Mik was showing Brita how to count the tips when Jamison pushed through the swinging doors of the kitchen shouldering his backpack. Mik asked something about cleaning out the fryer baskets and Jamison swung around fast. Too fast. His backpack clinked and all four of us stopped mid-task.
“What was that?” I asked.
“Just some pens,” he replied, hurrying toward the front door.
“Sounded like glass to me,” Mik remarked. She swung around the counter and took a step toward the kid.
“It wasn’t my idea!” Jamison thrust his bag at Mik, who opened it and set half a dozen Fourth Wall glasses in a line on the bar.
“It was supposed to be a harmless prank. The bar has a budget for replacing them anyway,” he rambled.
Just then a pounding on the front door interrupted our interrogation. Mik stomped to the door.
“We’re closed!” She yelled before glancing through the window to see who was there.
Standing on the stoop was a stocky woman in cargo jeans with a buzz cut and a flannel coat.
“We’re definitely closed,” Mik muttered, recognizing the woman instantly and unlocking the bolt. “What do you want, Bug?” She asked, crossing her arms over her chest.

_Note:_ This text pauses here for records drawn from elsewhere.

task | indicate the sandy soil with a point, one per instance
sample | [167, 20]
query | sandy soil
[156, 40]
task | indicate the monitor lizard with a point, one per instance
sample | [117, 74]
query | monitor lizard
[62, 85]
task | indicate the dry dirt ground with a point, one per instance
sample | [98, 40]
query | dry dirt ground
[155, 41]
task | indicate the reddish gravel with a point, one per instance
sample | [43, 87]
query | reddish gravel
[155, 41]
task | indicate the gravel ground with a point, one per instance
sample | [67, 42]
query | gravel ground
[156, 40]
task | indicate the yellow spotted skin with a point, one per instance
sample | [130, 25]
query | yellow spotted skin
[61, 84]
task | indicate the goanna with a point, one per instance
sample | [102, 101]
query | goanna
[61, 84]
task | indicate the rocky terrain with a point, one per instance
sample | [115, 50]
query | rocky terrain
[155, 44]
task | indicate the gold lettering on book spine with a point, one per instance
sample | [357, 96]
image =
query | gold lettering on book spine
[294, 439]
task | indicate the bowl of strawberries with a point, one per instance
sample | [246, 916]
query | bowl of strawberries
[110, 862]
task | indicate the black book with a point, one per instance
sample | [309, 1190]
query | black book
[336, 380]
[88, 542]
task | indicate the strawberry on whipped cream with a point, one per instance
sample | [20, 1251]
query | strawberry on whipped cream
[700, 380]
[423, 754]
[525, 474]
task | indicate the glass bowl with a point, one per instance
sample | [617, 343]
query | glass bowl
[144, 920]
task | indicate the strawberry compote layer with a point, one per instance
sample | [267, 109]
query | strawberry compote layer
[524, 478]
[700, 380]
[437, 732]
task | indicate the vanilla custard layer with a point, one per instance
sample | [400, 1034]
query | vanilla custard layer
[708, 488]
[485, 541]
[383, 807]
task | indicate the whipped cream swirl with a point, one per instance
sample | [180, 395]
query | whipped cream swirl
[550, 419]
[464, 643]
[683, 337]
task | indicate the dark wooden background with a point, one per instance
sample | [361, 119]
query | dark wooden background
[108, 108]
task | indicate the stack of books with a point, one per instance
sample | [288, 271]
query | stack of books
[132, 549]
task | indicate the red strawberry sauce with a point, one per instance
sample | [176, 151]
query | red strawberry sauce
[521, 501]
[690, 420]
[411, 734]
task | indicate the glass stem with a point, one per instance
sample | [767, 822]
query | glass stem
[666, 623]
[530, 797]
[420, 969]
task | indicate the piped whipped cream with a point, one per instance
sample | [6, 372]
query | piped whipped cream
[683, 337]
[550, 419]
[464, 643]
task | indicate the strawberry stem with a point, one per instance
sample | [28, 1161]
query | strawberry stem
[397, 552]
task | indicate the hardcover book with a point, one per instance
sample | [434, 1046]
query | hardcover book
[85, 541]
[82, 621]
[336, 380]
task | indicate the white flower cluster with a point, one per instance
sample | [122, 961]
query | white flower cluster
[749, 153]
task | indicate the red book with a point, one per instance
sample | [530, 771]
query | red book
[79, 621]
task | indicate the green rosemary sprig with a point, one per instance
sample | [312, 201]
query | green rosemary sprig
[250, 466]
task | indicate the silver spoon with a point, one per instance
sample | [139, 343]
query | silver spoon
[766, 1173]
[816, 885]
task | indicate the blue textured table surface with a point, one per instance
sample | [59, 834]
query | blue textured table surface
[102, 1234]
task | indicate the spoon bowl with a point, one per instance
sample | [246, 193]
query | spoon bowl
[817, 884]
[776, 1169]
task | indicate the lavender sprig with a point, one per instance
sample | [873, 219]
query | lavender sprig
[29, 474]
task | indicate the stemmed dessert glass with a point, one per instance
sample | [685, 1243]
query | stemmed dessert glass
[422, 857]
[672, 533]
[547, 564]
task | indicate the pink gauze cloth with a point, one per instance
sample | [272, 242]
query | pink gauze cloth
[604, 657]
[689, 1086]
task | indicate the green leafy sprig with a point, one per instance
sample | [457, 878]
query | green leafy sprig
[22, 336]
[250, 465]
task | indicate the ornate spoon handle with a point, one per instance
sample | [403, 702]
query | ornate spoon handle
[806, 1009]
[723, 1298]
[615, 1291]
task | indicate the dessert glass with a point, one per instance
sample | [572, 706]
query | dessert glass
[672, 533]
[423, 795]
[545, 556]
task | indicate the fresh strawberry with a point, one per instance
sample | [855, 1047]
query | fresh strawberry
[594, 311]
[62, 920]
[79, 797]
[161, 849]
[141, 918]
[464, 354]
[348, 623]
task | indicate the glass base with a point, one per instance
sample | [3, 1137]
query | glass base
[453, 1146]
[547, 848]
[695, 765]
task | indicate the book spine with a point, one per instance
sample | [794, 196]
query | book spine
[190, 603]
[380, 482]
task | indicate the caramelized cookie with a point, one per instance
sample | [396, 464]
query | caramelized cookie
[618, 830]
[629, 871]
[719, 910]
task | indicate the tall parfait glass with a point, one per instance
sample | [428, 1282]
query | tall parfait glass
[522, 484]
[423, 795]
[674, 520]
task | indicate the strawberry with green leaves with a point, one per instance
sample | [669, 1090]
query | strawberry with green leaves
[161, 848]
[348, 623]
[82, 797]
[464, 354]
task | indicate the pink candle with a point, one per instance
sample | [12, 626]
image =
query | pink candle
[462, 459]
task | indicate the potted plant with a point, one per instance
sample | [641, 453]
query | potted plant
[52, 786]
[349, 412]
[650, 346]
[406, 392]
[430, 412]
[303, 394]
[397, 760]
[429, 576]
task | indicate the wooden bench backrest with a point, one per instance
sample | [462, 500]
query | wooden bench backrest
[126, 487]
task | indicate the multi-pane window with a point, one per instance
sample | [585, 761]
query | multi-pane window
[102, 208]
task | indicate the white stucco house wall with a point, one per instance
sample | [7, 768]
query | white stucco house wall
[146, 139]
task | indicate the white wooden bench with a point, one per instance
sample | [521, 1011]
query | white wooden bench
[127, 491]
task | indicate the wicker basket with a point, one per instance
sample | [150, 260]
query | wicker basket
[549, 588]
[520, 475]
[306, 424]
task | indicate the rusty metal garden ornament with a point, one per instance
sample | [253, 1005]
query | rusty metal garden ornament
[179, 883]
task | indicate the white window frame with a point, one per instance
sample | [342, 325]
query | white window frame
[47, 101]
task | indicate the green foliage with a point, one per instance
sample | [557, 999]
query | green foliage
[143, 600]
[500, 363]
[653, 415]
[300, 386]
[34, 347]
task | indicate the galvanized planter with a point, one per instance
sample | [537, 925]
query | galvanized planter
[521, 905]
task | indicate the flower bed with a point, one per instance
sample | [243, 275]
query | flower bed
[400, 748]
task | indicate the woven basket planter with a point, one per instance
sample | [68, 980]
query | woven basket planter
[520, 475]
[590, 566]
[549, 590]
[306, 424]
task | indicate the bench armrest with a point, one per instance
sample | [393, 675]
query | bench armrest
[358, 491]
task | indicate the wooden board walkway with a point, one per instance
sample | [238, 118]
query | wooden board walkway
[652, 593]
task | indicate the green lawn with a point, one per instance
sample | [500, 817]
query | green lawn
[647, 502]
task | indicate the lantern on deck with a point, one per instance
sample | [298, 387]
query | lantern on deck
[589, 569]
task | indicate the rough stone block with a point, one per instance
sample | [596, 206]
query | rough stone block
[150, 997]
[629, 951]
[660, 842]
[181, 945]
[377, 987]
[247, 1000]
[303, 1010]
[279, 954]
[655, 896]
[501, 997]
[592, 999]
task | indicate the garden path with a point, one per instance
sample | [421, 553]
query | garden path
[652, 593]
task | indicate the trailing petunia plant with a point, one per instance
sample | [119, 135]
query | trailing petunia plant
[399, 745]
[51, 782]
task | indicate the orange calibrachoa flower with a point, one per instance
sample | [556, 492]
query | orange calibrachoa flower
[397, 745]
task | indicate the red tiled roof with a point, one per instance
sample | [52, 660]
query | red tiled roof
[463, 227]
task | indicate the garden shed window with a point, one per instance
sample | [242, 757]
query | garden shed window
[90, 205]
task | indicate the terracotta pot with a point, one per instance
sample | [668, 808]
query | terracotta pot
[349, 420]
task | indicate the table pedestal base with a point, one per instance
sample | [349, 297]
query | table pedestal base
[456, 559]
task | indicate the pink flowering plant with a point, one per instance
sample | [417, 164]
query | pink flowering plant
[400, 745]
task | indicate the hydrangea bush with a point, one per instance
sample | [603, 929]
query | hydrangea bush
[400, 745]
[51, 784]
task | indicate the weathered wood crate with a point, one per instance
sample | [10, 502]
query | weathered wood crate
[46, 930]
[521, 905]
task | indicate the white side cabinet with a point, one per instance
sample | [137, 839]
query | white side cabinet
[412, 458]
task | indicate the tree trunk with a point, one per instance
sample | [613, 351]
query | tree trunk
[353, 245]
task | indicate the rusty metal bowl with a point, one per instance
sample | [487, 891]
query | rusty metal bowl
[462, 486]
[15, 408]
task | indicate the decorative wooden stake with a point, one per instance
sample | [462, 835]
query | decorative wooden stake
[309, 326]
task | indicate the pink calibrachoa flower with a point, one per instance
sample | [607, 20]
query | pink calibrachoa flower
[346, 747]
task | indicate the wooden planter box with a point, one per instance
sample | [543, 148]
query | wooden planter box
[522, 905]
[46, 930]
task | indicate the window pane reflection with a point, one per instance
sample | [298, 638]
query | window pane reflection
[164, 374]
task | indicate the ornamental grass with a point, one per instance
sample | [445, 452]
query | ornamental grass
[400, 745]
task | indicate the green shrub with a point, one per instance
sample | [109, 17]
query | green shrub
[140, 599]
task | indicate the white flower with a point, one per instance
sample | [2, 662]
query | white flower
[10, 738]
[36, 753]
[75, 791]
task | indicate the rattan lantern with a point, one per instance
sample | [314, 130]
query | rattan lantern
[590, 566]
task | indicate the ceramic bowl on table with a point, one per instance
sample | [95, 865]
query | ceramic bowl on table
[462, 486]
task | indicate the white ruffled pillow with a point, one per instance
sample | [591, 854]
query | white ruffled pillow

“I’m here to pick up my nephew,” Bug replied, stepping inside around her ex-girlfriend. “Ready to go?” Bug looked at Jamison, then at the array of glasses on the bar and the empty Jonesport backpack laying next to them.
“Oh hell no,” she said, turning on one heel to bolt outside.
“Why, Bug?” Mik whined. Bug didn’t respond. Just stormed out with Jamison slinking behind her dragging his empty backpack.
“I’m still getting my last paycheck, right?” Jamison asked sheepishly with one foot still inside.
“Yes,” groaned Mik.
“Casanova, I presume?” I asked, continuing to wipe down the bar stools.
“She likes to think so,” Mik answered dryly. Then she turned to Brita. “How would you like to work in the kitchen?” She asked with a grin.
“Can’t be worse than waiting tables,” Brita shrugged. The glasses clinked as Mik stacked them together.
“Are you going to press charges?” Brita asked, casually returning to her count at the register.
“Nah,” she sighed, “after everything I put Bug through, I probably deserved that.” Then she padded into the kitchen, swinging doors whomping quietly behind her.
It wasn’t my business what went on between them. I was just happy to see another mystery solved.